Una vez más Almeida se me creció dentro: una esquina, la pequeña plataforma de mármol desde la que vio venir al tirano fue como un aldabonazo, las paredes parecieron entonar, otra vez, el Himno del 26 Julio, como hicieron ellos entonces; su cama, al lado de la reja, en presidio, en la boca del lobo sangriento y sanguinario, me reconfortaron la fe en su fidelidad.

Los salones donde estuvieron recluidos Fidel y Raúl me dieron risa y pena. ¿Quién podría creer que unos barrotes y una Isla podrían detener a un país, a tanta inmensidad?

Sin embargo, a unos metros de ahí la Historia siguió otro curso. Las cuatro circulares, y el comedor de los tres mil silencios, se alzan tambaleándose por el peso de los crímenes de sangre, del tiempo…

Levantarlas fue una afrenta a Cuba. Convertir ese trozo de Patria en laboratorio de inhumanidades es una inmensa deuda con la Isla.

Vándalos de toda índole sobrevivieron horas, días, años… en el Presidio, también lo hicieron campesinos que no cedieron a avaros terratenientes, y lo hicieron los jóvenes cuyo valor tiene el monto exacto de la verdad, la justicia y la libertad.
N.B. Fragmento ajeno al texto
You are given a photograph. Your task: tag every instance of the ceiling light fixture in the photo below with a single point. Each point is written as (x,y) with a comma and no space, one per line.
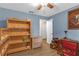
(40,6)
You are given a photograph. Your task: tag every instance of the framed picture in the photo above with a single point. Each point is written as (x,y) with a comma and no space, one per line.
(73,19)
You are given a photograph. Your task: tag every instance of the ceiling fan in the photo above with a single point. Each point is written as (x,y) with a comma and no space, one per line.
(49,5)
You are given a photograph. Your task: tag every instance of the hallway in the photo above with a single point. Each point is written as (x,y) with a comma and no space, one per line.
(45,50)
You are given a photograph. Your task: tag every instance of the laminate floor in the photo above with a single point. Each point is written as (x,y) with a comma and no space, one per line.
(45,50)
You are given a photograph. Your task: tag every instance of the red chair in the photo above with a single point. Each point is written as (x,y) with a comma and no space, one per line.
(69,48)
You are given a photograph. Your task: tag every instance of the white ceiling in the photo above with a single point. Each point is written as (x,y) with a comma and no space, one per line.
(29,8)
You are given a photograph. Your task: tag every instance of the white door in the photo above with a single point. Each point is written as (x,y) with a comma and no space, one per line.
(49,30)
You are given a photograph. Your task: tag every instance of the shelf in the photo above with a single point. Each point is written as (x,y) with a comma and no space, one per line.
(17,49)
(18,34)
(4,49)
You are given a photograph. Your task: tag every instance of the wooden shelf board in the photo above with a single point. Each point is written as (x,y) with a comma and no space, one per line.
(16,41)
(17,50)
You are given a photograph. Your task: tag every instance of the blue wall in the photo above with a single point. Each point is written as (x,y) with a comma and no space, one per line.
(60,25)
(5,13)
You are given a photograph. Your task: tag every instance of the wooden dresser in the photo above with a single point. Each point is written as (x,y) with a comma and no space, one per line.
(19,35)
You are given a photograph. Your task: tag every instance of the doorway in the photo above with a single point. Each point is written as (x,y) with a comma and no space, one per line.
(46,30)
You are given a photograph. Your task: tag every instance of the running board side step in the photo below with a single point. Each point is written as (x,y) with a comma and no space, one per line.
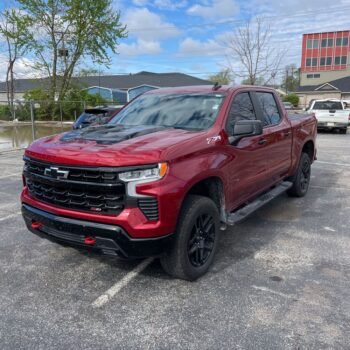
(240,214)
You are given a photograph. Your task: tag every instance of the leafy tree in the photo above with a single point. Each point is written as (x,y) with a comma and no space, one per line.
(292,98)
(70,31)
(76,99)
(44,107)
(13,29)
(224,77)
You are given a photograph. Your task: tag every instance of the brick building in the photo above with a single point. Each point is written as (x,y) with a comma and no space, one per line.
(325,57)
(325,66)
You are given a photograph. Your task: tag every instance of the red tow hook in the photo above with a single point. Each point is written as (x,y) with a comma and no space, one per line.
(90,240)
(36,225)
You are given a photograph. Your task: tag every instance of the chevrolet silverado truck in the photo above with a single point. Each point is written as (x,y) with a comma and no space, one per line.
(330,115)
(172,169)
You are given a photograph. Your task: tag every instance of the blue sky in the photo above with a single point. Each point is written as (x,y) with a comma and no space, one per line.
(188,36)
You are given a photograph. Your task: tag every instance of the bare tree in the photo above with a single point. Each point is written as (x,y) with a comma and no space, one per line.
(71,32)
(251,45)
(16,40)
(222,77)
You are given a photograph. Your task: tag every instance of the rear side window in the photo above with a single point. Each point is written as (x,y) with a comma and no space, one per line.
(328,105)
(271,113)
(241,109)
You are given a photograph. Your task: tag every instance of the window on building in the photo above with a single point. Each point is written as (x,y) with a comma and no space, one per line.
(340,60)
(327,42)
(269,108)
(325,61)
(241,109)
(311,62)
(342,41)
(312,44)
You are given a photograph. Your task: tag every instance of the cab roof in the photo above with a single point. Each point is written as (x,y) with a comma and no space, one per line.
(205,89)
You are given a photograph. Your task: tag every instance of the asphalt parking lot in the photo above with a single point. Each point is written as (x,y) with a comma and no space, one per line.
(281,279)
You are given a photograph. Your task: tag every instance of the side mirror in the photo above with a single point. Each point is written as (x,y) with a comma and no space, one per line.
(245,128)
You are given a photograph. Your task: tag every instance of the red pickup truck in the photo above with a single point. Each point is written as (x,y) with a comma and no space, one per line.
(167,173)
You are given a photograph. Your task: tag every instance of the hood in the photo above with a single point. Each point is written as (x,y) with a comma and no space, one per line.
(116,145)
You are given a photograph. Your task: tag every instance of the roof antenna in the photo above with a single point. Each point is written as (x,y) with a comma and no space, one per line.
(216,86)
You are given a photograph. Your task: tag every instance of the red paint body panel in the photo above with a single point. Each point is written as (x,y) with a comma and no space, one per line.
(244,170)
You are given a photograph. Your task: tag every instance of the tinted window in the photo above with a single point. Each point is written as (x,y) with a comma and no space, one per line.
(241,109)
(311,62)
(269,108)
(325,61)
(183,111)
(340,60)
(327,42)
(312,44)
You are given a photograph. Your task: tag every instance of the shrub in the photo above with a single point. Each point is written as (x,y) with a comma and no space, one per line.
(5,113)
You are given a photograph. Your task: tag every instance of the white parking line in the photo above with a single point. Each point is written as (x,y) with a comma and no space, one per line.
(264,289)
(111,292)
(331,163)
(10,175)
(10,216)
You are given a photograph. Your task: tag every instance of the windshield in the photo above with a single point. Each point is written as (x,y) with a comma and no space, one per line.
(328,105)
(184,111)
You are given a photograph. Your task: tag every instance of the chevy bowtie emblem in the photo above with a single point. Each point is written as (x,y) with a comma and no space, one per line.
(56,173)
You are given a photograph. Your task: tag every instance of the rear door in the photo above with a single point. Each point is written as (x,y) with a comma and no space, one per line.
(277,136)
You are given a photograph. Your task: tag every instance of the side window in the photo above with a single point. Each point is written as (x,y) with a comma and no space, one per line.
(269,108)
(241,109)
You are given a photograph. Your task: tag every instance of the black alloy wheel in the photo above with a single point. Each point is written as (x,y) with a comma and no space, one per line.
(201,242)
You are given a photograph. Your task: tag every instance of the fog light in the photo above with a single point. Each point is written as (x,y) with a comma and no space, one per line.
(36,225)
(90,240)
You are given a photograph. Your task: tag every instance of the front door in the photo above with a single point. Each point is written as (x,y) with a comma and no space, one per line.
(247,167)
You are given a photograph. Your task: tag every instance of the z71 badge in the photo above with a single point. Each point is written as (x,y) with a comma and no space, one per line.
(213,139)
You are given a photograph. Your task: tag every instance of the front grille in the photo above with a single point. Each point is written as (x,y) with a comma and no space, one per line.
(93,190)
(80,174)
(149,206)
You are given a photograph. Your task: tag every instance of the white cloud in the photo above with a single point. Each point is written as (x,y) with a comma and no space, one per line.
(216,9)
(161,4)
(169,4)
(147,25)
(140,2)
(140,47)
(189,47)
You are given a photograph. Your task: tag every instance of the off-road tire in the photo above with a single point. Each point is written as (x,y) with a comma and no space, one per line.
(177,261)
(301,178)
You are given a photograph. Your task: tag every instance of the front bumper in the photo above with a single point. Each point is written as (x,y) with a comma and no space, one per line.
(107,239)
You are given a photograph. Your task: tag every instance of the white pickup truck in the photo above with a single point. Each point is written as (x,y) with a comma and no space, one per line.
(330,114)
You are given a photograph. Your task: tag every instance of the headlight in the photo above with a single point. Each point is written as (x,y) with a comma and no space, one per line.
(147,175)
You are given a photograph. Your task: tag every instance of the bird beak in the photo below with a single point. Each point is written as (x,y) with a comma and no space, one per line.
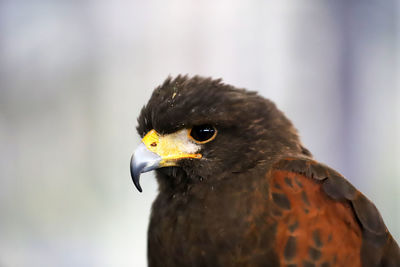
(157,151)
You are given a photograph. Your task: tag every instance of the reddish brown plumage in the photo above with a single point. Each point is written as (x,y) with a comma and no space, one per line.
(313,214)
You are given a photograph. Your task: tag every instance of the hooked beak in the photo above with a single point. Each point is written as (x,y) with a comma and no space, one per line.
(143,160)
(157,151)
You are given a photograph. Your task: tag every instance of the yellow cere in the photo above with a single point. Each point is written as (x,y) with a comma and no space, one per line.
(171,147)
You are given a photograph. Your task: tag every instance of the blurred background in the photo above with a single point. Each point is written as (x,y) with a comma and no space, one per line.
(74,76)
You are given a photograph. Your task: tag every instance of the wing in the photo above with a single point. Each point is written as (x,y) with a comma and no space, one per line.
(322,220)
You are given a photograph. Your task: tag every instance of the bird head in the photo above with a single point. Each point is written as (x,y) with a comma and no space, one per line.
(196,129)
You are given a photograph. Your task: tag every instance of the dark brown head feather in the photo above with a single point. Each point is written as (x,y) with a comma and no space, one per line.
(250,128)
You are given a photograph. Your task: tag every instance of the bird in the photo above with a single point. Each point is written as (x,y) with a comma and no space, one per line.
(238,188)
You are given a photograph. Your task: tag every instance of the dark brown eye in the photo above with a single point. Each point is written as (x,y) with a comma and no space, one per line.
(203,133)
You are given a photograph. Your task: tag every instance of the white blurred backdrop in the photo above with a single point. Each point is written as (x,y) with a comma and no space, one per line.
(74,76)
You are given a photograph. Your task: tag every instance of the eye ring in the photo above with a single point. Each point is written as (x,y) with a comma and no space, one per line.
(202,134)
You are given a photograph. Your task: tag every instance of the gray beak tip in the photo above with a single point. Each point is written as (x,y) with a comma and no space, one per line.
(143,160)
(135,174)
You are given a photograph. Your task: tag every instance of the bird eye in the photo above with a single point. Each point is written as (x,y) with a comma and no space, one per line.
(203,133)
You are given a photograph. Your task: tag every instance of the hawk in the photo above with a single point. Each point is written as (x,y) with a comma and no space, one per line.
(238,188)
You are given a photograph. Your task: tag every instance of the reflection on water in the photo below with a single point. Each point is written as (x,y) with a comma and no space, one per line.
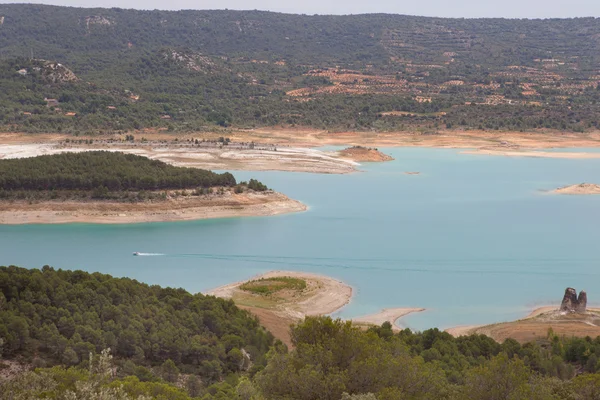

Juan Nuiry Sánchez, dirigente estudiantil y eterno joven universitario sentenció: “conocer el pasado reafirma el presente y consolida el futuro, si se tiene en cuenta que, una de las fortalezas de la Revolución radica en su historia y por tanto, su conocimiento debe estar en el centro de nuestros debates ideológicos, es necesario que su estudio no solo sea la suma de relatos y sucesos, sino el análisis de los mismos, reflexionar ante cada acontecimiento, ubicarlo en espacio y tiempo. En una palabra trasladar valores”.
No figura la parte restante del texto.